See the README within the folder for further instructions.
### Clone installation (*Rstudio*)
Lastly, if you'd like (or if for some reason none of the other
installation methods are working for you), you can alternatively clone
and then build *echolocatoR*:
1. Clone *echolocatoR:
`git clone https://github.com/RajLabMSSM/echolocatoR.git`*
2. Open *echolocatoR.Rproj* within the echolocatoR folder.
3. Then, within *Rstudio*, build *echolocatoR* by clicking the
following drop down menu items: `Build --> Install and Restart` (or
pressing the keys `CMD + SHIFT + B` on a Mac).
###
<br>
### Dependencies
#### R
For a full list of required and suggested packages, see
[DESCRIPTION](https://github.com/RajLabMSSM/echolocatoR/blob/master/DESCRIPTION).
Additionally, there's some optional R dependencies (e.g.
[XGR](https://github.com/hfang-bristol/XGR),
[Rgraphviz](https://www.bioconductor.org/packages/release/bioc/html/Rgraphviz.html))
that can be a bit tricky to install, so we've removed them as
requirements and instead provided a separate R function that helps users
to install them afterwards if needed:
``` r
library(echolocatoR)
extra_installs()
```
**data.table**:
[*data.table*](<https://github.com/Rdatatable/data.table)> is a great R
package for reading/writing/transforming tables far faster than base R
methods. Unfortunately, in *data.table v1.14* they made some changes
that cause errors reading/writing with compressed files (*.gz*) without
additional setup steps on your computer. Therefore, I recommend you use
versions v1.13 (the current CRAN binary distribution, NOT the source
distribution, as of Feb 2021).
#### Python
For a full list of required python packages, see the *conda* env
[*echoR.yml*](https://github.com/RajLabMSSM/echolocatoR/blob/master/inst/conda/echoR.yml).

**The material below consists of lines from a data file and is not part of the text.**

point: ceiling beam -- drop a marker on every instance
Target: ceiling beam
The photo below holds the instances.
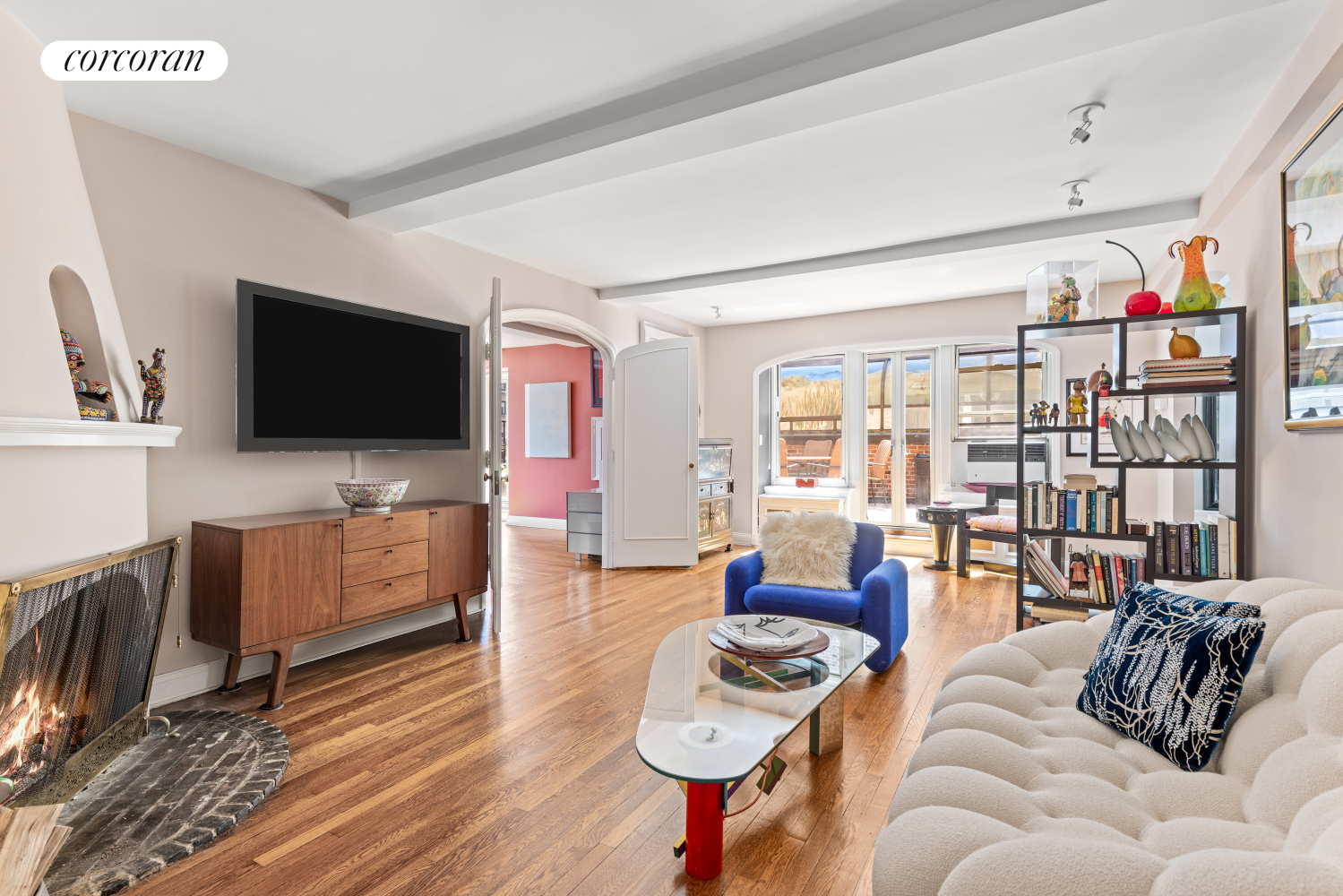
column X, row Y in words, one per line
column 1069, row 226
column 891, row 34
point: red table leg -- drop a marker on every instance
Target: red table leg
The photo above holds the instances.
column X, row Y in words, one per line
column 704, row 831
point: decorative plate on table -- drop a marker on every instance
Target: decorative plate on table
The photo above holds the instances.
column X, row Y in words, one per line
column 767, row 634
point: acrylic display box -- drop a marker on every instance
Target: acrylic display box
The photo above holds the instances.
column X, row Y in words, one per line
column 1052, row 297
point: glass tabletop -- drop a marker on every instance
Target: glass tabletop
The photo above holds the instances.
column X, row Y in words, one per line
column 710, row 719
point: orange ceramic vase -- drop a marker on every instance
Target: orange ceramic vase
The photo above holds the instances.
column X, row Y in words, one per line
column 1194, row 293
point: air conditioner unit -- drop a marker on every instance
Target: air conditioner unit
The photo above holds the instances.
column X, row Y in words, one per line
column 985, row 461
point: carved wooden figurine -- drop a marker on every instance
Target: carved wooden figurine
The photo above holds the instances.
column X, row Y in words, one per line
column 156, row 387
column 90, row 390
column 1077, row 405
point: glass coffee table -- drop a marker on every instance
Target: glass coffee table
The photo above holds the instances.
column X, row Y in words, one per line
column 712, row 718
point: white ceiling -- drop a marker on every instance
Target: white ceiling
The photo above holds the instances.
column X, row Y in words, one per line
column 501, row 125
column 327, row 93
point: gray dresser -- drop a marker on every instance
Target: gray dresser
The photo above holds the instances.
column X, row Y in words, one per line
column 583, row 513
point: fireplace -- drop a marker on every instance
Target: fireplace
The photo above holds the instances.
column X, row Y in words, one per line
column 78, row 664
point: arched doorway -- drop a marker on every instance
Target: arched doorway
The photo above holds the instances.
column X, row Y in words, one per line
column 557, row 322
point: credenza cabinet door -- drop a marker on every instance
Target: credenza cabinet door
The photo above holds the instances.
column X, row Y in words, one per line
column 458, row 548
column 290, row 581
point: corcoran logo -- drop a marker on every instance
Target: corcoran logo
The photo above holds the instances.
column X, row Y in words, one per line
column 133, row 59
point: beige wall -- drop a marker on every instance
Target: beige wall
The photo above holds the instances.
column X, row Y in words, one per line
column 179, row 228
column 62, row 504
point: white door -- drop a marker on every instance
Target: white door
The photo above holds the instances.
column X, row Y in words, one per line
column 654, row 440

But here are some of the key ones.
- python>=3.6.1
- pandas>=0.25.0
- pandas-plink
- pyarrow
- fastparquet
- scipy
- scikit-learn
- tqdm
- bitarray
- networkx
- rpy2
- requests
#### Command line
##### [tabix](http://www.htslib.org/doc/tabix.html)
- Rapid querying of summary stats files.
- To use it, specify `query_by="tabix"` in `finemap_loci()`.
- If you encounter difficulties using a *conda* distribution of tabix,
we recommend you uninstall it from the env and instead install its
parent package, [*htslib*](https://anaconda.org/bioconda/htslib) as
this should be more up to date. *htslib* is now included in the
echoR *conda* env by default.
- Alternatively, you may install *htslib* to your machine globally via
[*Brew*](https://formulae.brew.sh/formula/htslib) (for Mac users) or
from [source](http://www.htslib.org/download).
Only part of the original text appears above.